Se non fosse che questo cambiamento è stato imposto dal 10% dei ricchi sulle spalle di tutto il resto degli italiani, ci sarebbe quasi da dire grazie alla crisi. Perché anche se la crisi non ci fosse stata, questi risultati noi li abbiamo sempre auspicati per il bene della salute delle persone e dell'ambiente. Il guaio vero sono le conseguenze: ovvero, non avendo avuto l'opportunità di governare minimamente questi cambiamenti, le risposte a questi "virtuosi" cambi di stile di vita sono spiegati nelle ultime parole della prefazione: «La salute dell'industria alimentare è confermata dal buon andamento dei bilanci delle imprese che eguagliano le performance medie europee e addirittura migliorano negli anni della crisi. A differenza delle componenti produttive è invece il settore distributivo a subire maggiormente la crisi dei consumi. Negli ultimi anni si riducono di oltre il 3% i negozi alimentari italiani e la stessa Gdo per la prima volta vede fermarsi la dimensione totale delle superfici di vendita moderne.
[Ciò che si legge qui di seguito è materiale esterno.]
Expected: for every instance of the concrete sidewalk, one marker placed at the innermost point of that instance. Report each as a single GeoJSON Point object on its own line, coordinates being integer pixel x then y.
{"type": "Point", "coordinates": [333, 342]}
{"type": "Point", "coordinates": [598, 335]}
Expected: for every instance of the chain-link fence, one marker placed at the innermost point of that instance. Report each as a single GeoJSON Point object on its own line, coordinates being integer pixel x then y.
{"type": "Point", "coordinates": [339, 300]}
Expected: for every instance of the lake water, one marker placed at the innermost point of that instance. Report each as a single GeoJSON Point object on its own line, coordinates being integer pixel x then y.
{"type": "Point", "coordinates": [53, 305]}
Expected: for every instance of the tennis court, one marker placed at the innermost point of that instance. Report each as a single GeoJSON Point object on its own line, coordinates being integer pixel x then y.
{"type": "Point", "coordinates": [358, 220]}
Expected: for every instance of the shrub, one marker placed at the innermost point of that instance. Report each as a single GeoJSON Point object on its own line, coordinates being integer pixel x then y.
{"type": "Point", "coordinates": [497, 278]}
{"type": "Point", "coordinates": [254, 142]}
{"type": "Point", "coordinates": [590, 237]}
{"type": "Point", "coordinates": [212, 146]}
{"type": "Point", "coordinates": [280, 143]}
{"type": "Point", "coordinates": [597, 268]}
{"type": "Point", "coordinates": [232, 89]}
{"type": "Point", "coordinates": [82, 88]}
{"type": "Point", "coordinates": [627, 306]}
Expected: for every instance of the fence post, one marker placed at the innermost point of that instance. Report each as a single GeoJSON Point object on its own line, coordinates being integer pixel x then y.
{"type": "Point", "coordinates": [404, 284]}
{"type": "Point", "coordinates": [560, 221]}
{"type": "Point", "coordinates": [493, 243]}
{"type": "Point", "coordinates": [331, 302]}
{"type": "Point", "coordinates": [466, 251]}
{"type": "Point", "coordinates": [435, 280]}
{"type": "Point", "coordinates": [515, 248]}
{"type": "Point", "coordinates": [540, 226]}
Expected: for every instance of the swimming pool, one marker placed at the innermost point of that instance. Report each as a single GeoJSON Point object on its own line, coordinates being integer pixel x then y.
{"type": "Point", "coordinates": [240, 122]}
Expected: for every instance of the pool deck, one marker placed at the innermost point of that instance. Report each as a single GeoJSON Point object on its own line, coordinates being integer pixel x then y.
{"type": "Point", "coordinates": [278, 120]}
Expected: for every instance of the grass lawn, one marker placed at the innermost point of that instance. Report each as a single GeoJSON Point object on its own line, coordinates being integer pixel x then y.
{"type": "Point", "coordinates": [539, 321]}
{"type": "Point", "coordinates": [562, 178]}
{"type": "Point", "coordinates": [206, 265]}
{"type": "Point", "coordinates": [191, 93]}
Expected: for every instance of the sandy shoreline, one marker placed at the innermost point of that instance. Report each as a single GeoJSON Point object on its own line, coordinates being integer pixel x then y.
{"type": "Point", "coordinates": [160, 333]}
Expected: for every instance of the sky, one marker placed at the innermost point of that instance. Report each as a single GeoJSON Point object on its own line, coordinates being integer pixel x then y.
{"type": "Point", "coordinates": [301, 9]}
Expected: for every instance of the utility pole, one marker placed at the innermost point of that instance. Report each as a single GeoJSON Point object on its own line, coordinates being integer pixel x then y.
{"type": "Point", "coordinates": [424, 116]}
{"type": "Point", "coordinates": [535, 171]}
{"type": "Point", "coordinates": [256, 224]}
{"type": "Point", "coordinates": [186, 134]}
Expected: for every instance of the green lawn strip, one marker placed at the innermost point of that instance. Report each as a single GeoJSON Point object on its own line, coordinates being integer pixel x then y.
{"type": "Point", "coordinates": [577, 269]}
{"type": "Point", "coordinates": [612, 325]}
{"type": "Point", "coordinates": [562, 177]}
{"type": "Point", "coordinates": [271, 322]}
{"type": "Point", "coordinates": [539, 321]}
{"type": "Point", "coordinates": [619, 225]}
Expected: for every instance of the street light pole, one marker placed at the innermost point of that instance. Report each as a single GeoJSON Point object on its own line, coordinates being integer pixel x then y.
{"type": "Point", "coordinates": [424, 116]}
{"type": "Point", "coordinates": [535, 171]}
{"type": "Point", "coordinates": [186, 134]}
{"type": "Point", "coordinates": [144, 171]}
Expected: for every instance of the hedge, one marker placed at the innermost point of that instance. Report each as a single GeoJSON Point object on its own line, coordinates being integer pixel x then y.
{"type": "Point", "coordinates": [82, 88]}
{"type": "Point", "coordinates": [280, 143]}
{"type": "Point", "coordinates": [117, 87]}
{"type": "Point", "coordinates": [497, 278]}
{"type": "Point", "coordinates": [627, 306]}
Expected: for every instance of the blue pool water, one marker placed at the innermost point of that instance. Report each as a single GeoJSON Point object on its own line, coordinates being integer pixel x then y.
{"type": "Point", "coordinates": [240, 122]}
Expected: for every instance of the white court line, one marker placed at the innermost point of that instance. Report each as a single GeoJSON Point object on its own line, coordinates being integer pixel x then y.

Per la prima volta le chiusure (soprattutto al Sud e nei formati più piccoli) superano le aperture (in particolare discount e superstore) e segnalano una diffusa condizione di difficoltà delle imprese. Le performance di bilancio delle grandi imprese distributive presenti in Italia sono molto distanti dalla media europea ed in netto peggioramento. Peraltro, la nuova disciplina sui pagamenti e le relazioni di filiera (cosidetto art.62) costituirà un ulteriore stimolo al processo di ristrutturazione del settore con un presumibile incremento delle chiusure e possibile espulsione di manodopera».

Se si lascia fare il mercato, quindi, a una sobrietà nel cambio di stile di vita corrisponde un calo immediato dell'occupazione ed un predominio dei monopoli commerciali. Una riconversione dell'economia in chiave ecologica vuol dire, invece, programmare e mettere i mercati nella condizione di essere "al servizio del popolo", anche attraverso una riduzione e una commercializzazione più vicine al cittadino-consumatore al contrario di quanto accade oggi. 

E tutto ciò vuol dire anche efficienza e risparmio nell'uso dell'energia e della materia, e quindi anche puntare sulla rinnovabilità dell'una (fotovoltaico, solare, eolico, ecc) e dell'altra (riciclo). Ma è chiaro che questo deve avvenire all'interno di un modello di sviluppo dove la crescita sic et simpliciter di tutto e di più non è più il totem, ma si è in grado diversamente di orientare la crescita con il criterio direttore della sostenibilità sociale e ambientale. La crisi, purtroppo anche con un bagno di sangue, ci sta facendo vedere che si può cambiare e che la strada intrapresa in passato era assolutamente sbagliata. Ai sopravvissuti il dovere di portare a compimento questo processo.